Detroit — Dylan James got the chance to play hockey again this past season and made the most of it.
Playing junior hockey in Alberta in 2020-21, James only played seven games for the Okotoks Oilers (AJHL) because of three COVID-19 disruptions during the season. Obviously James wasn’t alone, many players endured rough seasons, but it still hurt.
There was some rust to knock off and it was an adjustment playing for Sioux City this past season. But James scored 28 goals during the regular season and added five more in 10 playoff games to help Sioux City to the USHL championship, all while simply enjoying playing hockey again.
“It was tough. I quarantined for 50 days (two seasons ago), three different times. That was tough obviously on and off the ice,” James said. “You didn’t know if you were going to practice that afternoon, that year. But coming to the USHL, I was a little nervous, I hadn’t played a season, but I felt I played pretty well.”
Well enough, certainly, for the Wings to draft James in the second round last week (40th overall) in the NHL Entry Draft.
“After Christmas, I played my best. I felt I was getting comfortable with the city, the new teammates, I didn’t know any of them before, and the coaches and what they wanted out of me,” James said. “It was just getting comfortable, and getting older and stronger helped.”
James was back home in Calgary on draft day, watching with family. But his feed was delayed and James wasn’t sure when he was drafted.

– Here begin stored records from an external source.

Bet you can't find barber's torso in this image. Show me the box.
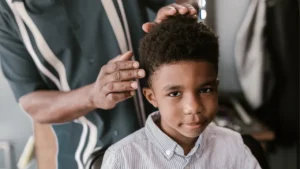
[1,0,159,169]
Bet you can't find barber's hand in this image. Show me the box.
[91,51,145,110]
[143,3,197,33]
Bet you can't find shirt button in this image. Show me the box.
[89,57,95,64]
[166,150,172,156]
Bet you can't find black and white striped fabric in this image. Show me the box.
[101,112,261,169]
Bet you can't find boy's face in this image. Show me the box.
[143,61,218,139]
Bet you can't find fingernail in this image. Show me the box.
[133,62,140,68]
[138,70,146,77]
[130,82,137,89]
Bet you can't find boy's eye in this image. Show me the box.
[200,87,213,93]
[169,92,181,97]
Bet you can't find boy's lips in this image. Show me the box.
[184,122,201,129]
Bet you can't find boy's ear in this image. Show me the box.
[143,87,158,108]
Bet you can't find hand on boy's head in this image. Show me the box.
[142,3,197,33]
[90,52,145,109]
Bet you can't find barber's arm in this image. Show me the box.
[142,0,199,32]
[19,52,145,123]
[0,13,145,123]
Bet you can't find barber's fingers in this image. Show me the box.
[106,91,135,107]
[103,81,138,95]
[100,61,139,74]
[108,51,133,63]
[155,3,197,23]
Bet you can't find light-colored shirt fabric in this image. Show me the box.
[101,112,261,169]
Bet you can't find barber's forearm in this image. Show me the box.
[19,85,95,123]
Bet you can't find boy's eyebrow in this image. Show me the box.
[163,84,182,91]
[200,79,217,87]
[163,79,217,91]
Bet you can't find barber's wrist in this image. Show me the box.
[85,83,100,110]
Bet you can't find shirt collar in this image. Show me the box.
[145,112,202,159]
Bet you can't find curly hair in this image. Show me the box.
[139,15,219,87]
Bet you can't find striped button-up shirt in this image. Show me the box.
[101,112,261,169]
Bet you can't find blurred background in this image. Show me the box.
[0,0,300,169]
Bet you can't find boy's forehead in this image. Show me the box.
[151,61,217,86]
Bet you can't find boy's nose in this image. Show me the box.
[183,96,203,115]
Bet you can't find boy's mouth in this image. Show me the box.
[184,122,201,130]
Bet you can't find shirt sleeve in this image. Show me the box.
[0,8,47,100]
[239,141,261,169]
[101,149,121,169]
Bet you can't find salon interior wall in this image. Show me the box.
[205,0,297,169]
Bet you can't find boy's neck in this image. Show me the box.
[156,119,198,155]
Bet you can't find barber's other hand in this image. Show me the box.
[142,3,197,33]
[90,51,145,110]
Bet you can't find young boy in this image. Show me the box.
[102,16,260,169]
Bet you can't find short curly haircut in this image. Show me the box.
[139,15,219,87]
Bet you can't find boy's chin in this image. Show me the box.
[181,130,202,138]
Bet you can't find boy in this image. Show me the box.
[102,16,261,169]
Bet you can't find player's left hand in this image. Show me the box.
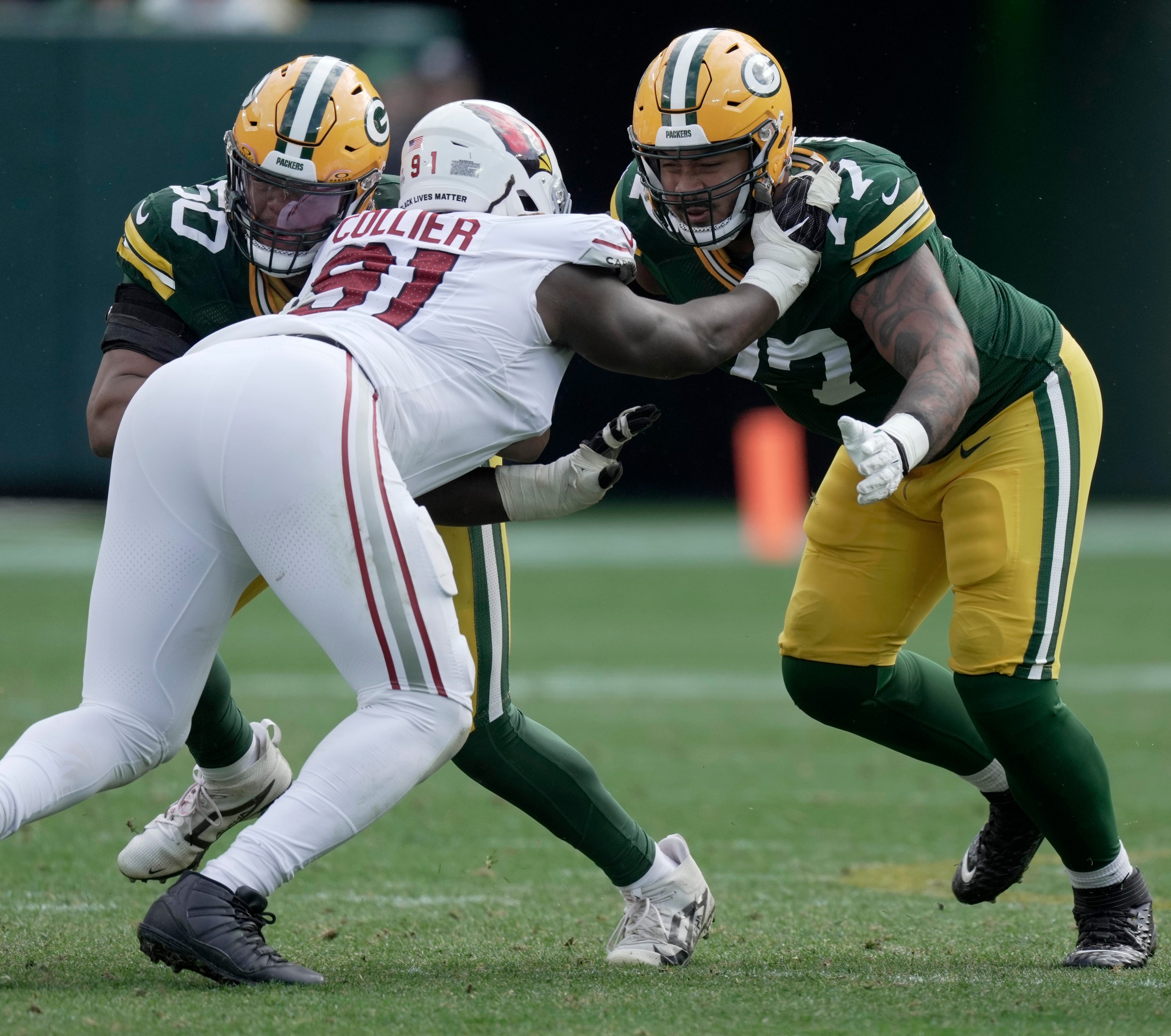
[837,413,929,503]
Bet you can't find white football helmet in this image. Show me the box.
[398,101,570,215]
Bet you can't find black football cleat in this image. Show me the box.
[1062,871,1159,968]
[138,871,325,986]
[952,791,1045,904]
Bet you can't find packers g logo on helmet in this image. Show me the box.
[365,97,390,148]
[630,28,793,248]
[223,54,390,277]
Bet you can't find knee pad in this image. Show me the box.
[781,654,882,731]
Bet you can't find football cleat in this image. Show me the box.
[118,720,293,882]
[952,791,1045,904]
[138,872,325,986]
[1062,871,1159,968]
[606,835,716,967]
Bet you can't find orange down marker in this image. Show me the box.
[732,406,809,562]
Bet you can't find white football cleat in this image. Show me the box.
[606,835,716,967]
[118,720,293,882]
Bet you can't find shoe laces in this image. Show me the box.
[976,803,1043,875]
[158,767,223,826]
[1077,906,1145,949]
[232,895,287,964]
[606,895,667,953]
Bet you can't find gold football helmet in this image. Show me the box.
[630,29,793,248]
[223,55,390,277]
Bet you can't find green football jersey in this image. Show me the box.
[118,176,398,338]
[611,137,1062,452]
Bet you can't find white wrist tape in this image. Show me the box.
[740,211,821,317]
[496,446,614,522]
[878,413,931,474]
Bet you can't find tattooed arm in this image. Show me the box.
[850,247,980,460]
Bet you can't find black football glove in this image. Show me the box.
[773,161,841,251]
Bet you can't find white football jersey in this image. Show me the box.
[191,208,634,496]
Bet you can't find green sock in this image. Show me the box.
[187,654,253,769]
[454,701,655,885]
[781,651,993,777]
[956,673,1118,871]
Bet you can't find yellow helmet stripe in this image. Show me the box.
[659,29,723,126]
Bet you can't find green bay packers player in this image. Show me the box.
[87,56,698,964]
[613,28,1156,967]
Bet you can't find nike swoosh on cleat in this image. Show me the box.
[959,435,992,460]
[959,852,976,885]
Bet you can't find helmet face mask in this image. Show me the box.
[225,132,378,277]
[223,55,390,277]
[630,29,793,248]
[630,125,777,248]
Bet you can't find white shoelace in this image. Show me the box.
[148,767,223,828]
[606,895,667,953]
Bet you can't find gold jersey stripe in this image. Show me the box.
[793,146,829,169]
[122,213,174,275]
[854,201,936,277]
[118,238,174,302]
[707,248,744,284]
[696,248,740,292]
[854,187,924,260]
[267,274,293,312]
[248,263,267,316]
[232,576,268,614]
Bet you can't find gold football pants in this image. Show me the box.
[780,332,1102,680]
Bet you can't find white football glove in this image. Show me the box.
[837,413,930,503]
[496,406,659,522]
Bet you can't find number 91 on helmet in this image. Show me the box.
[223,55,390,277]
[629,29,793,248]
[399,101,570,215]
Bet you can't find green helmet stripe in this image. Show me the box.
[659,33,691,126]
[303,61,349,146]
[683,29,723,124]
[280,57,321,137]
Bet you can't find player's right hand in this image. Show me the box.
[496,405,659,522]
[773,161,842,253]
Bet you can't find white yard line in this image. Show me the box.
[232,663,1171,707]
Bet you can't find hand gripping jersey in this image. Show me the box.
[115,177,398,344]
[197,208,634,496]
[611,137,1061,453]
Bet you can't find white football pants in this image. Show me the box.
[0,337,474,895]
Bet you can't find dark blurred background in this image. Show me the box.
[0,0,1171,499]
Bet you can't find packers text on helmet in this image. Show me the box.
[223,55,390,277]
[630,29,793,248]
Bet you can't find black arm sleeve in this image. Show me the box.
[102,284,199,363]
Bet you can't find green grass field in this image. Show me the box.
[0,498,1171,1036]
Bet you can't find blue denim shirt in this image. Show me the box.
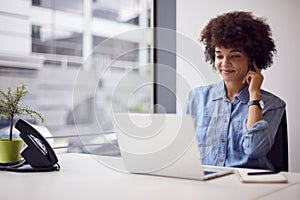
[186,81,286,169]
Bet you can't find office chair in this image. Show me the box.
[267,110,289,171]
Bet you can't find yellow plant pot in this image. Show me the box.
[0,139,23,163]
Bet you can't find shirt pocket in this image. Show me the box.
[231,120,244,152]
[197,116,220,157]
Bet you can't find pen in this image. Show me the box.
[248,171,280,176]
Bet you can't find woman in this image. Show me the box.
[186,11,285,169]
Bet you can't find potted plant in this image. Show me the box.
[0,83,44,163]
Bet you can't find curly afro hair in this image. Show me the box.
[200,11,276,69]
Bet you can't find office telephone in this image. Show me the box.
[0,119,60,172]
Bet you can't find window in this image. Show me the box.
[0,0,153,155]
[32,0,83,13]
[32,25,82,56]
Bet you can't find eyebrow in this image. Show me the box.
[215,49,242,53]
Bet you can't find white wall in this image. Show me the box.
[177,0,300,172]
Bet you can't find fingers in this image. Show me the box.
[253,61,260,73]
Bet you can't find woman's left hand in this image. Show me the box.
[244,62,264,95]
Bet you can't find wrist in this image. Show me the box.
[249,92,260,101]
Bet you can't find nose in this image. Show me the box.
[221,57,230,67]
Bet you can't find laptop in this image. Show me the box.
[113,113,234,180]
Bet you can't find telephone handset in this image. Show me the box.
[0,119,60,172]
[248,59,256,72]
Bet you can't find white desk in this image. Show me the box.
[0,154,300,200]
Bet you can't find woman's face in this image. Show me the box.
[215,47,249,83]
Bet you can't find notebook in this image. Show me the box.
[113,113,234,180]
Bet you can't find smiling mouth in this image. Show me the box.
[221,70,234,74]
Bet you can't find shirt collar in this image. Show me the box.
[212,80,249,103]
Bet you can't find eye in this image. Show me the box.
[231,54,241,59]
[216,55,223,60]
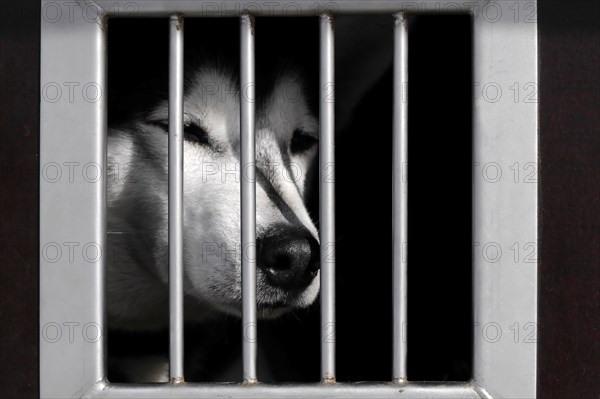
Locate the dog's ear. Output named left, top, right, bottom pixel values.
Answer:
left=334, top=15, right=394, bottom=132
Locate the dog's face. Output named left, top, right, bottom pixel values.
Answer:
left=109, top=67, right=319, bottom=328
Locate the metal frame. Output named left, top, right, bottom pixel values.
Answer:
left=40, top=0, right=538, bottom=398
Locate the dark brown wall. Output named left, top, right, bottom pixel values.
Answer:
left=538, top=0, right=600, bottom=399
left=0, top=0, right=40, bottom=399
left=0, top=0, right=600, bottom=399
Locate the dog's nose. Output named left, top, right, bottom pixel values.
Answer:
left=257, top=231, right=319, bottom=288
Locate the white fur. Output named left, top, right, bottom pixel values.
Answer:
left=107, top=67, right=319, bottom=329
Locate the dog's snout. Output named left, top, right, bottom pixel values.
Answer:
left=258, top=231, right=319, bottom=288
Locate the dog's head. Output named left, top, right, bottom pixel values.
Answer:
left=107, top=17, right=392, bottom=328
left=109, top=66, right=319, bottom=326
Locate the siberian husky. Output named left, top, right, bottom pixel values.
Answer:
left=107, top=17, right=392, bottom=382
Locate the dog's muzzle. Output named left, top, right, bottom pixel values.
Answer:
left=256, top=228, right=319, bottom=289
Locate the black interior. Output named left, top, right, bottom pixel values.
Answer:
left=108, top=15, right=472, bottom=382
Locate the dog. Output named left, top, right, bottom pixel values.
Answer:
left=107, top=17, right=392, bottom=382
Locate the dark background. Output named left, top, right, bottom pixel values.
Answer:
left=0, top=1, right=600, bottom=398
left=108, top=15, right=472, bottom=382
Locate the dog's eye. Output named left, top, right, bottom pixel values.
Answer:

“I heard my name called but I didn’t know who drafted me,” James said. “I found out it was the Red Wings and obviously it was an exciting time with my family. They have 11 (Stanley) Cups, that’s sweet.”
One of the first things James thought about was the long list of legendary players who have worn the Red Wings jersey.
“First thing that came to mind was Stevie Y (Steve Yzerman),” James said. “I have met (Niklas) Kronwall (who is coaching at the team’s development camp), he’s giving me tips on the ice, said to just relax and just play. It’s nice to hear from them.”
A 6-foot, 180-pound left wing, James plays with a lot of speed, and uses that speed at both ends of the rink. Scouts view him as a potential two-way forward who will be able to help the Wings in a variety of ways.
“I like to pride myself on my defense,” James said. “My offense comes from that. My speed is my best asset and I use it to forecheck and limit the defense’s time and space. I like to do that.”
Defenseman William Wallinder, a 2020 second-round pick, is making his first appearance at a Wings development camp given the pandemic restrictions the last two years.
Wallinder finally arrived in Detroit and participated Tuesday in his first practice. Wallinder was delayed because of flight issues and lost luggage.
“I had to borrow skates and equipment, it was pretty tough,” Wallinder said of how he was able to get on the ice Tuesday. “I don’t think they (the airlines) have found it yet. I haven’t heard anything. Hopefully they find it.”
Wallinder (6-4, 190) is a smooth-skating defenseman who will return to Rogle (Sweden) for another year of maturation and experience.
But for now, just as Wallinder has in Sweden, he’s getting an opportunity to learn and absorb information from Kronwall, one of his favorite players.
“I liked his hits,” Wallinder said. “It’s great to work with him. He has a lot of experience, just to learn from him and listen to what he says.”
Wallinder was a teammate, and will continue to be this season at Rogle, of Wings’ first-round Marco Kasper.
“He works hard. He likes to go straight to the net and be in front of the net,” Wallinder said. “He’s a tough guy to play against. Really skilled, too.”
Forward Carter Mazur (Jackson) and defenseman Shai Buium became roommates at Denver last summer, shortly after both were drafted by the Wings (Buium in the second round and Mazur in the third in 2021).
The two were instrumental in Denver winning the NCAA Frozen Four and becoming solid prospects for the Wings.
“We’re real good friends,” Buium said. “We started rooming together in the summer last year, going into our freshman year. We got close that way.”
Winning the NCAA championship was a memorable experience.
“It was incredible,” Buium said. “We had a special group, we did a special thing, and it was probably one of the best times in my life.”
Buium showed his offensive explosiveness at Denver, with 15 assists and 18 points in 39 games, with a plus-20 rating.